We calculated two independent statistical measures that capture the ability of the scoring function to discriminate the native-like conformations from nonnative-like: (i) the Z score of the rmsd values of native-like conformations; and (ii) the Pearson correlation coefficient between rmsd and score. In Table 1, we give these values for the following discrimination tasks: (i) discriminate low-rmsdnat from low-score4ext, and (ii) discriminate low-rmsdext from low-score4ext for the original low-resolution score (score4) as well as a selected set of Rosetta's low-resolution energy score terms that were identified as having most discriminatory power. We analyze each of the four structural classes separately, in addition to a combined analysis for all proteins in our dataset. As seen (Table 1), good native-like average Z scores (Z < −1.0), and higher Pearson's correlation coefficients (r > 0.3), indicate the enhanced discrimination power of the hydrogen bond backbone–backbone scores for both tasks for all structural classes.
Table 1.
Native-like average Z score (top portion of the table), Pearson's correlation coefficient between rmsd and energy score (bottom portion of the table), for low-rmsdnat vs. low-score4ext and low-rmsdext vs. low-score4ext discrimination
| Low-rmsdnat vs. low-score4ext discrimination |
Low-rmsdext vs. low-score4ext discrimination |
|||||||
|---|---|---|---|---|---|---|---|---|
| score4 | hb_srbb | hb_lrbb | rama | score4 | hb_srbb | hb_lrbb | rama | |
| Zα | 9.21 ± 6.45 | −0.61 ± 3.40 | −0.90 ± 1.76 | −0.58 ± 2.43 | 10.19 ± 5.60 | −1.08 ± 1.97 | 0.97 ± 0.95 | −0.38 ± 0.39 |
| Zβ | 8.44 ± 8.06 | −0.48 ± 1.86 | −1.41 ± 2.38 | −0.78 ± 1.53 | 10.18 ± 4.84 | −0.64 ± 1.08 | 1.52 ± 0.91 | −0.21 ± 0.74 |
| Zα/β | 7.80 ± 4.23 | −0.19 ± 1.37 | −2.37 ± 3.26 | −1.05 ± 2.63 | 8.53 ± 4.16 | −0.21 ± 0.88 | 1.26 ± 0.79 | −0.16 ± 0.48 |
| Zα+β | 6.10 ± 6.74 | −0.23 ± 2.10 | −1.12 ± 2.26 | −1.12 ± 1.41 | 9.44 ± 5.61 | −0.69 ± 1.45 | 0.88 ± 0.98 | −0.28 ± 0.46 |
| Zall | 8.19 ± 6.87 | −0.38 ± 2.17 | −1.44 ± 2.42 | −0.87 ± 1.97 | 9.92 ± 5.45 | −0.64 ± 1.36 | 1.13 ± 0.90 | −0.23 ± 0.52 |
| rα | −0.76 ± 0.16 | 0.07 ± 0.63 | 0.26 ± 0.46 | 0.40 ± 0.52 | −0.72 ± 0.15 | 0.26 ± 0.32 | −0.31 ± 0.29 | 0.17 ± 0.18 |
| rβ | −0.51 ± 0.53 | 0.15 ± 0.57 | 0.18 ± 0.29 | 0.26 ± 0.42 | −0.73 ± 0.17 | 0.16 ± 0.30 | −0.46 ± 0.21 | 0.03 ± 0.28 |
| rα/β | −0.56 ± 0.26 | 0.05 ± 0.36 | 0.33 ± 0.34 | 0.21 ± 0.62 | −0.60 ± 0.18 | 0.07 ± 0.25 | −0.38 ± 0.22 | 0.03 ± 0.20 |
| rα+β | −0.34 ± 0.52 | 0.07 ± 0.42 | 0.21 ± 0.29 | 0.32 ± 0.34 | −0.65 ± 0.24 | 0.17 ± 0.32 | −0.29 ± 0.32 | 0.14 ± 0.21 |
| rall | −0.52 ± 0.42 | 0.08 ± 0.47 | 0.24 ± 0.33 | 0.28 ± 0.47 | −0.67 ± 0.19 | 0.16 ± 0.29 | −0.35 ± 0.27 | 0.08 ± 0.23 |
Mean and standard deviation are provided.

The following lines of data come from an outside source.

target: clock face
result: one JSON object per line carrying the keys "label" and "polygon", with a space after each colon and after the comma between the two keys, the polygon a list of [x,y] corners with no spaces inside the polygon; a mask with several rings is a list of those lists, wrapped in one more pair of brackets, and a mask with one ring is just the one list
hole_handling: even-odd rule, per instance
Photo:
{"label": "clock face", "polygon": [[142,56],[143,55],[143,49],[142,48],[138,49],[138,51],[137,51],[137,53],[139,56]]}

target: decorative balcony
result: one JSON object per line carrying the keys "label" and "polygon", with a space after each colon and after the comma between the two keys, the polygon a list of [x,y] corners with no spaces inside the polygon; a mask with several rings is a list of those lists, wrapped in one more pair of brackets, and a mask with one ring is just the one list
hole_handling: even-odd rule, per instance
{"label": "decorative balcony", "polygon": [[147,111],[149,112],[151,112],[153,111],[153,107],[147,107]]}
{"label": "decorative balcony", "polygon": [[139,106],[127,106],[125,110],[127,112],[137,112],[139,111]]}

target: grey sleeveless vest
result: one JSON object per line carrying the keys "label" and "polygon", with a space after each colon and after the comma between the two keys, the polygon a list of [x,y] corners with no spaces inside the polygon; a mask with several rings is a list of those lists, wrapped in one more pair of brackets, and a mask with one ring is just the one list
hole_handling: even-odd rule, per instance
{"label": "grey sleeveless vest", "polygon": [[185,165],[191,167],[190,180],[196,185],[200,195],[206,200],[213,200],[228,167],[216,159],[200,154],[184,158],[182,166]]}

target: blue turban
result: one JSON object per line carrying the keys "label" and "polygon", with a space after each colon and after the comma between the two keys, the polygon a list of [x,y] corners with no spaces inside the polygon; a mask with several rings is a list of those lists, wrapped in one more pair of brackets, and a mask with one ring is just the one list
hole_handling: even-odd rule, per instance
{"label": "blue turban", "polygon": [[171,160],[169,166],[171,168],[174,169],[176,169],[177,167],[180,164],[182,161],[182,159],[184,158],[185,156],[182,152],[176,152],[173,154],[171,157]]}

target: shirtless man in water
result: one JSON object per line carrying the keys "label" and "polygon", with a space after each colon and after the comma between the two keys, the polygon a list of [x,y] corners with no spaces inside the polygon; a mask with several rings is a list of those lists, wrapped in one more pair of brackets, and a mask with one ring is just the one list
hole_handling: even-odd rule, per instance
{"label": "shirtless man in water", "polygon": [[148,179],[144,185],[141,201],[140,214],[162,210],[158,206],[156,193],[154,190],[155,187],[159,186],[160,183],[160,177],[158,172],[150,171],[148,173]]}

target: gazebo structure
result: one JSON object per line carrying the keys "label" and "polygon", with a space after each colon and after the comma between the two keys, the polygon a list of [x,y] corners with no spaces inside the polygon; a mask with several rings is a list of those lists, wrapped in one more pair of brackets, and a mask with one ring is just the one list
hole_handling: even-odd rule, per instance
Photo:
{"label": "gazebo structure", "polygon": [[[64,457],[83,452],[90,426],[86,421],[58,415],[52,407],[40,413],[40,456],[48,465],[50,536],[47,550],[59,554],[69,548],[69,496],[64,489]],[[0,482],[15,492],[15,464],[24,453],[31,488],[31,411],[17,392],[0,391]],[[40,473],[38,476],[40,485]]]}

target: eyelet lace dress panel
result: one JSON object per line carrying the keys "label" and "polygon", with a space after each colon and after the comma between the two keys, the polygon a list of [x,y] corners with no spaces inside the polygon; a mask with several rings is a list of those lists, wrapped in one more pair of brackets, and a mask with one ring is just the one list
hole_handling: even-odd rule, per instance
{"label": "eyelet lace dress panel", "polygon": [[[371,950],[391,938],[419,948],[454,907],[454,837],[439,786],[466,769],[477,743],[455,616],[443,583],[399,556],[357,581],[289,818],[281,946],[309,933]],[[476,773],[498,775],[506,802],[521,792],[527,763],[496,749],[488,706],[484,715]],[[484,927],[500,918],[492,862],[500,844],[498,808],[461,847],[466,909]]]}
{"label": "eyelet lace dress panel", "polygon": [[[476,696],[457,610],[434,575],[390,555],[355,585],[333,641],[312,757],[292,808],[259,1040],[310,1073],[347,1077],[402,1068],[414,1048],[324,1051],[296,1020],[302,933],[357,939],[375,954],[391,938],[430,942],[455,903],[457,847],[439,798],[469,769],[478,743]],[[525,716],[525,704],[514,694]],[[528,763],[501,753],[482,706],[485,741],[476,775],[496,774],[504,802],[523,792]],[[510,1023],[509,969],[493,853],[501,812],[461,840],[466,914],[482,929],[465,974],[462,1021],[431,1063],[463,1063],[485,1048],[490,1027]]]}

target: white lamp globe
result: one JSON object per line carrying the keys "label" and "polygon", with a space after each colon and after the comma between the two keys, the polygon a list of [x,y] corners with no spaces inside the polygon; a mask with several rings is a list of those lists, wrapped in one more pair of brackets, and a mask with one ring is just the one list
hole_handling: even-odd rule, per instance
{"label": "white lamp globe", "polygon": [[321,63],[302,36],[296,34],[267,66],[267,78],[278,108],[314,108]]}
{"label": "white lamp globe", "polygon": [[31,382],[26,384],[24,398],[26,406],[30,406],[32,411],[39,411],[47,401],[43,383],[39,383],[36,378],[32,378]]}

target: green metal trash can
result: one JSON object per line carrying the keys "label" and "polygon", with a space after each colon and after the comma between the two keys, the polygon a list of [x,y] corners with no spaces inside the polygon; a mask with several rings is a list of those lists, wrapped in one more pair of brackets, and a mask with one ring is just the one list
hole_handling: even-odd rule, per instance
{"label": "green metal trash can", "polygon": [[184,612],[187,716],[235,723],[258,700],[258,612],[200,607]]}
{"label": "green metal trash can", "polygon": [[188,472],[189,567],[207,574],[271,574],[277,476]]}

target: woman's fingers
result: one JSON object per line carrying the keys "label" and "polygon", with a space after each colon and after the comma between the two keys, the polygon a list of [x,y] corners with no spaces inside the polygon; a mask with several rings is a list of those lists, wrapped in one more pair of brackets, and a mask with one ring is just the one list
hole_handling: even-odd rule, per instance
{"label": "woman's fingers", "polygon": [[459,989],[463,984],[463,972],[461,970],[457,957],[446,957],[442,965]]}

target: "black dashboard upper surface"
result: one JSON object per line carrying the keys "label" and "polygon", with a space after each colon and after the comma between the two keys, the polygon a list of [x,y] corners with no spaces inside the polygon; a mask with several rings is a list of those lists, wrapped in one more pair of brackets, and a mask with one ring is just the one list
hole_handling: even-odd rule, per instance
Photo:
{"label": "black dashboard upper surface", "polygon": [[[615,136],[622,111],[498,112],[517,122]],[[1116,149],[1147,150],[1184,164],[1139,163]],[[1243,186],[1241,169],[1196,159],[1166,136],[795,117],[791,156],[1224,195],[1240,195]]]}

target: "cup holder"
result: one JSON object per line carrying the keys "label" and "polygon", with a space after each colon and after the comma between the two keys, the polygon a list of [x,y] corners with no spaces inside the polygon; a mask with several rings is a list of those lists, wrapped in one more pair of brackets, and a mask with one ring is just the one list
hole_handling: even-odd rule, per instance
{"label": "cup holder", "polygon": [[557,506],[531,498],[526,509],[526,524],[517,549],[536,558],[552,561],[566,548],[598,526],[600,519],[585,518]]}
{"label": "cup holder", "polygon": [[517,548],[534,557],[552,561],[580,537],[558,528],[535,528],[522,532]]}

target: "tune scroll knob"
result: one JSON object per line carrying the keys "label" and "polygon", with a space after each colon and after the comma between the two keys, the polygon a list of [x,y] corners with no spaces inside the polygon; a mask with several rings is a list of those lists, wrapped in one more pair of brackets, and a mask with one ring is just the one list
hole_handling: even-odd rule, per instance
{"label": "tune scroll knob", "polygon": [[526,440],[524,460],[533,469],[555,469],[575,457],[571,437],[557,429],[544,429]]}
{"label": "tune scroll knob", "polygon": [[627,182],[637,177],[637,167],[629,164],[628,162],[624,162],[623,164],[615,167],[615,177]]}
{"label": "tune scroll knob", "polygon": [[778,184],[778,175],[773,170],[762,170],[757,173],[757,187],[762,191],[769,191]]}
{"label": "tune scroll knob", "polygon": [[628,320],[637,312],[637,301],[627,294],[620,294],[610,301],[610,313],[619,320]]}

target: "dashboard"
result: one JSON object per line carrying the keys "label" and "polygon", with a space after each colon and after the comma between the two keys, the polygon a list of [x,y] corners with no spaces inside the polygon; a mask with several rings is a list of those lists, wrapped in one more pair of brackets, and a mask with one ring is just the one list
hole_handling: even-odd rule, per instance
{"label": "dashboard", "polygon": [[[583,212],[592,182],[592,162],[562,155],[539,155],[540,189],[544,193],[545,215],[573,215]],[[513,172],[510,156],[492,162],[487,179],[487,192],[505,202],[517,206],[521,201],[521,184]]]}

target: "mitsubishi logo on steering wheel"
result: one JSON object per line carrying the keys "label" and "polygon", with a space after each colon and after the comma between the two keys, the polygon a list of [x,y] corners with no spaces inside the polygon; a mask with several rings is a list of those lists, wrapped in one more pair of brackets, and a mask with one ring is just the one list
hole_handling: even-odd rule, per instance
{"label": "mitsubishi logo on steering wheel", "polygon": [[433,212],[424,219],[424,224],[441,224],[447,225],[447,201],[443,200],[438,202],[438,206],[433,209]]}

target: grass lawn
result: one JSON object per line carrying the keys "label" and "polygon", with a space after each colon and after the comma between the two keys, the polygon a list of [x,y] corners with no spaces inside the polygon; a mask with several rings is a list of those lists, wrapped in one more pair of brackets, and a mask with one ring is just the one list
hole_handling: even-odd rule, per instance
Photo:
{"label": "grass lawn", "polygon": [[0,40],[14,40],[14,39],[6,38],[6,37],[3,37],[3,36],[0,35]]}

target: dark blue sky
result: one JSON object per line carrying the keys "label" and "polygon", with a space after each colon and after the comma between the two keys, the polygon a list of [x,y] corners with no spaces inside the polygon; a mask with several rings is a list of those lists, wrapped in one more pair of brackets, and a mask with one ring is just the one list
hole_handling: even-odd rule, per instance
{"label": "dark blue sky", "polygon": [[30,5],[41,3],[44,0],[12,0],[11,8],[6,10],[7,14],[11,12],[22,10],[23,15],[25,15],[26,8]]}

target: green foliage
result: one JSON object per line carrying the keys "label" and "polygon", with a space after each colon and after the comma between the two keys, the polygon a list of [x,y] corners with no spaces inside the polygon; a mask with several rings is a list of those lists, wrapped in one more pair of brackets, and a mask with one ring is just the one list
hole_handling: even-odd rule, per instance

For discrimination between perturbed native states (low-rmsdnat) and incorrectly scored low-energy states (low-score4ext), the “long-range” hydrogen bond term (hb_lrbb), where donor and acceptor of a backbone–backbone hydrogen bond separated by at least 5 amino acids along the sequence, is more successful. For the more challenging discrimination between near-native states sampled during ab initio folding (low-rmsdext) and incorrectly scored low-energy states (low-score4ext), the “short-range” backbone–backbone hydrogen bond term (hb_srbb), where donor and acceptor of a hydrogen bond is 4 or fewer amino acids apart along the sequence, is more successful. Although this holds for all protein folds, it is less marked for α/β proteins; in our dataset these folds have longer lengths and larger rmsd values for both near-native and low-energy sets. Enhanced discrimination is also shown by the Ramachandran score (rama).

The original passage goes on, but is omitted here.